Yuan Gongyi dijo que el incidente del 11-S fue “una cosecha fructífera para el PCCh”. En aquel momento, Yang Jiechi, embajador de China en Estados Unidos, mantenía una estrecha relación con la familia del presidente George W. Bush.

Yang Jiechi era un visitante frecuente de la familia Bush. Tras el 11-S, Yang Jiechi expresó inmediatamente la voluntad de China de ayudar a Estados Unidos a perseguir a los terroristas, afirmando que Pekín disponía de inteligencia en este ámbito y que había informadores en Oriente Medio.

Yuan Gongyi continuó diciendo que esto complacía al presidente Bush y que el PCCh empezó a ganarse la confianza de Estados Unidos. El ex presidente también permitió que personas del Departamento de Defensa del PCCh vivieran en Washington e “incluso trabajaran en el Departamento de Estado y en el Pentágono”. Gongyi continuó: “Cuando Bush asumió el cargo, prometió ocuparse del eje del mal, que incluía al PCCh, Irán, Corea del Norte y dos países de Oriente Medio”, dijo. Además, después de que Yang Jiechi expresara su disposición a ayudar en el incidente del 11 de septiembre, Estados Unidos dejó de considerar al PCCh como un enemigo, sino como un amigo.

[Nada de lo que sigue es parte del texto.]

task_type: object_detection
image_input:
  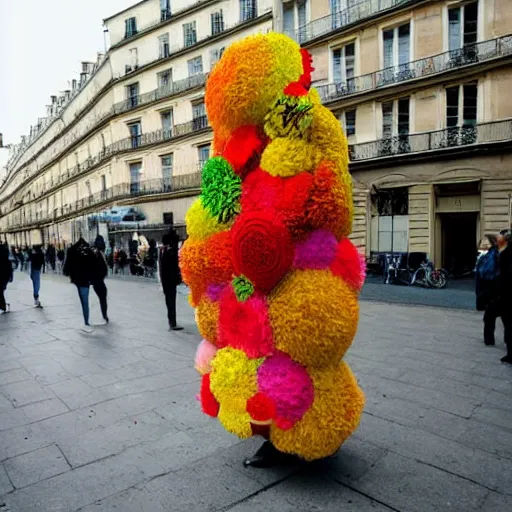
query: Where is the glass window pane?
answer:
[398,98,409,135]
[382,101,393,137]
[446,86,459,127]
[398,23,411,65]
[463,84,478,125]
[448,7,461,50]
[382,30,394,68]
[464,2,478,45]
[332,48,343,83]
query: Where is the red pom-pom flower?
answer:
[232,211,294,294]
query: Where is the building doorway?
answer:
[439,212,479,276]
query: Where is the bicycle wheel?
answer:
[427,270,446,290]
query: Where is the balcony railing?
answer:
[7,171,201,230]
[317,35,512,103]
[349,119,512,162]
[111,73,208,114]
[288,0,418,44]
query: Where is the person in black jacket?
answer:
[498,229,512,364]
[91,235,108,324]
[159,230,183,331]
[0,243,13,315]
[63,238,96,332]
[29,245,44,308]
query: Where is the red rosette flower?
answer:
[232,211,294,294]
[222,125,267,177]
[247,393,276,422]
[218,286,274,358]
[330,238,366,291]
[240,168,283,213]
[205,231,233,285]
[200,373,220,418]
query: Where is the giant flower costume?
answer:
[180,33,364,460]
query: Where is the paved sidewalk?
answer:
[0,273,512,512]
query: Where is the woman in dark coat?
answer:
[0,243,13,315]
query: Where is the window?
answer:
[211,11,224,36]
[160,0,171,21]
[210,46,225,69]
[128,121,142,148]
[158,34,171,59]
[340,109,356,137]
[125,48,139,73]
[240,0,258,21]
[187,55,203,76]
[183,21,197,48]
[192,101,208,130]
[446,84,478,128]
[124,18,137,37]
[370,188,409,253]
[126,82,139,108]
[382,23,411,80]
[332,43,356,90]
[197,144,211,169]
[157,69,172,89]
[162,153,174,192]
[161,110,174,138]
[130,162,142,194]
[448,2,478,51]
[283,2,295,37]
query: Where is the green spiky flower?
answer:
[201,156,242,223]
[232,276,254,302]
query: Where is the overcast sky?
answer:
[0,0,136,152]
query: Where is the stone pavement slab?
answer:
[0,272,512,512]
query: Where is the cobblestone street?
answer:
[0,272,512,512]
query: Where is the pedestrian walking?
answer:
[498,229,512,364]
[91,235,108,324]
[0,244,13,315]
[63,238,96,332]
[29,245,44,308]
[158,230,183,331]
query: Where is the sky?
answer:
[0,0,137,151]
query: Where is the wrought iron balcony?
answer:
[317,35,512,103]
[110,73,208,114]
[288,0,418,44]
[349,119,512,162]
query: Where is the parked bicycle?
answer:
[383,253,447,289]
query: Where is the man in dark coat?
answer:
[0,243,13,315]
[63,238,96,332]
[91,235,108,324]
[159,230,183,331]
[498,229,512,364]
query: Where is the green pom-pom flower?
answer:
[232,276,254,302]
[201,156,242,223]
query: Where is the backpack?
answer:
[476,250,499,281]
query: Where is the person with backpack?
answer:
[0,243,13,315]
[498,229,512,364]
[91,235,108,324]
[475,235,500,345]
[29,245,44,308]
[63,238,96,333]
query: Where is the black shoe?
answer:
[244,441,300,468]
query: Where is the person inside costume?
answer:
[180,33,365,467]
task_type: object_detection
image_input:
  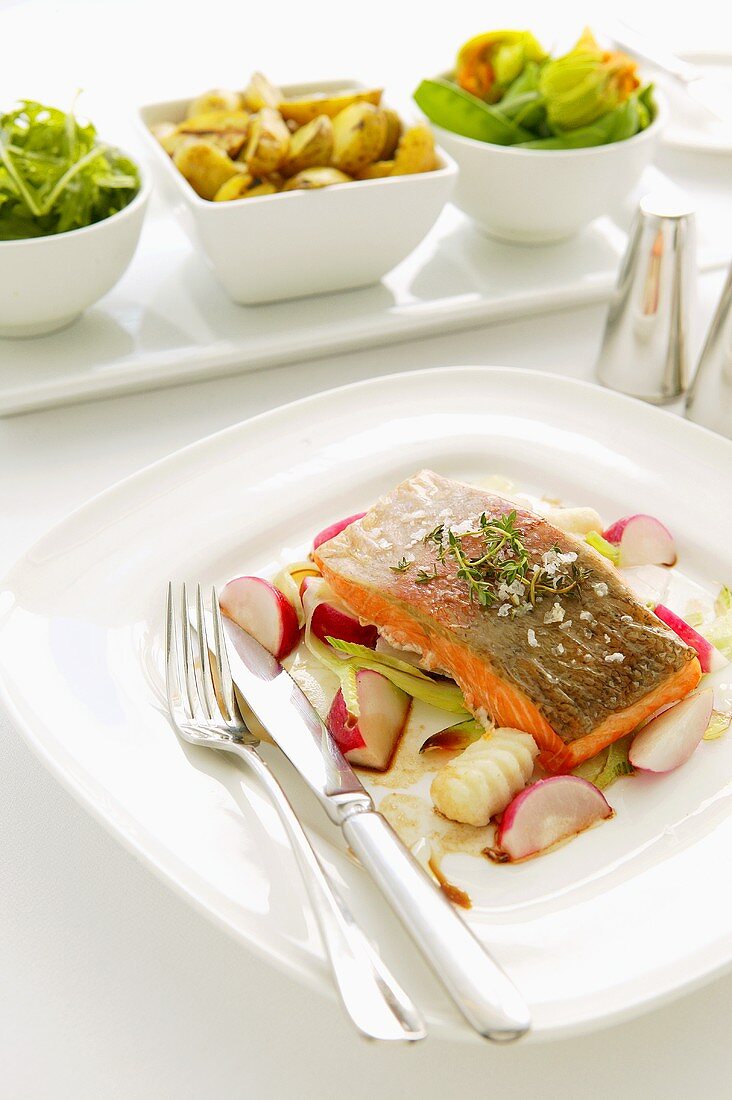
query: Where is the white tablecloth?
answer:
[0,4,732,1100]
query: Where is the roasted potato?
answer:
[277,88,382,127]
[242,107,289,176]
[331,103,386,175]
[158,73,438,202]
[243,73,283,111]
[356,161,394,179]
[176,111,251,160]
[214,175,280,202]
[188,88,241,118]
[244,179,280,199]
[379,107,402,161]
[282,114,332,176]
[282,167,352,191]
[214,172,254,202]
[393,122,437,176]
[174,141,249,199]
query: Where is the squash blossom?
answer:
[539,30,640,130]
[455,31,547,103]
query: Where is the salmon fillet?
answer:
[314,470,701,772]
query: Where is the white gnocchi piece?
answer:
[545,507,603,535]
[430,728,538,826]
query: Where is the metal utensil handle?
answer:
[227,743,426,1041]
[341,811,531,1043]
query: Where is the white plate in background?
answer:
[0,367,732,1038]
[0,159,732,416]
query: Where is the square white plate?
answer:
[0,367,732,1038]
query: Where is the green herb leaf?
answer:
[0,100,140,241]
[572,736,634,791]
[584,531,620,565]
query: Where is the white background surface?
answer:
[0,0,732,1100]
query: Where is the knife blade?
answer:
[217,618,531,1043]
[217,617,373,823]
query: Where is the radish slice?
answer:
[313,512,365,550]
[654,604,729,672]
[602,514,676,568]
[629,688,714,772]
[496,776,613,859]
[219,576,299,661]
[328,669,412,771]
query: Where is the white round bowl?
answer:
[0,162,150,337]
[433,96,666,244]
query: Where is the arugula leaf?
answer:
[0,99,140,241]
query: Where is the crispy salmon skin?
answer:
[315,470,701,772]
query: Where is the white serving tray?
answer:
[0,168,732,416]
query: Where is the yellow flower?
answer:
[539,29,640,130]
[455,31,546,103]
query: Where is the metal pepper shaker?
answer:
[597,193,697,405]
[686,261,732,439]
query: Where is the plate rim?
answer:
[5,364,732,1042]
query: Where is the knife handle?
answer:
[341,810,531,1043]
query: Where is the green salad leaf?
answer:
[414,79,532,145]
[414,31,656,150]
[327,638,471,719]
[572,737,633,791]
[0,99,140,241]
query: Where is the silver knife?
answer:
[217,618,531,1043]
[607,24,732,123]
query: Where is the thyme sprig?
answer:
[391,512,589,613]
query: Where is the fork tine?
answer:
[181,582,209,721]
[165,581,181,714]
[196,584,226,722]
[211,587,241,719]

El PCCh aprovechó el incidente del 11-S para mejorar las relaciones entre EEUU y China y entrar en la OMC

Yuan Gongyi señaló que, tras el incidente del 11-S, todas las cosas malas que había hecho el PCCh se borraron, y China pudo entrar en la Organización Mundial del Comercio. Yuan dijo que en aquel momento era asesor del gobierno estadounidense, y que el entonces primer ministro Zhu Rongji actuó personalmente por parte de China. Estados Unidos planteó muchas condiciones, como el comercio justo y el trato de nación más favorecida, y Zhu Rongji las aceptó todas. Aunque en el seno del PCCh se argumentaba que si se accedía a las peticiones de Estados Unidos en su totalidad, ello supondría dificultades para la economía china. A este respecto, Zhu Rongji dijo que “las reglas están muertas y las personas están vivas”, dando a entender que China podría no acatar las condiciones de la OMC.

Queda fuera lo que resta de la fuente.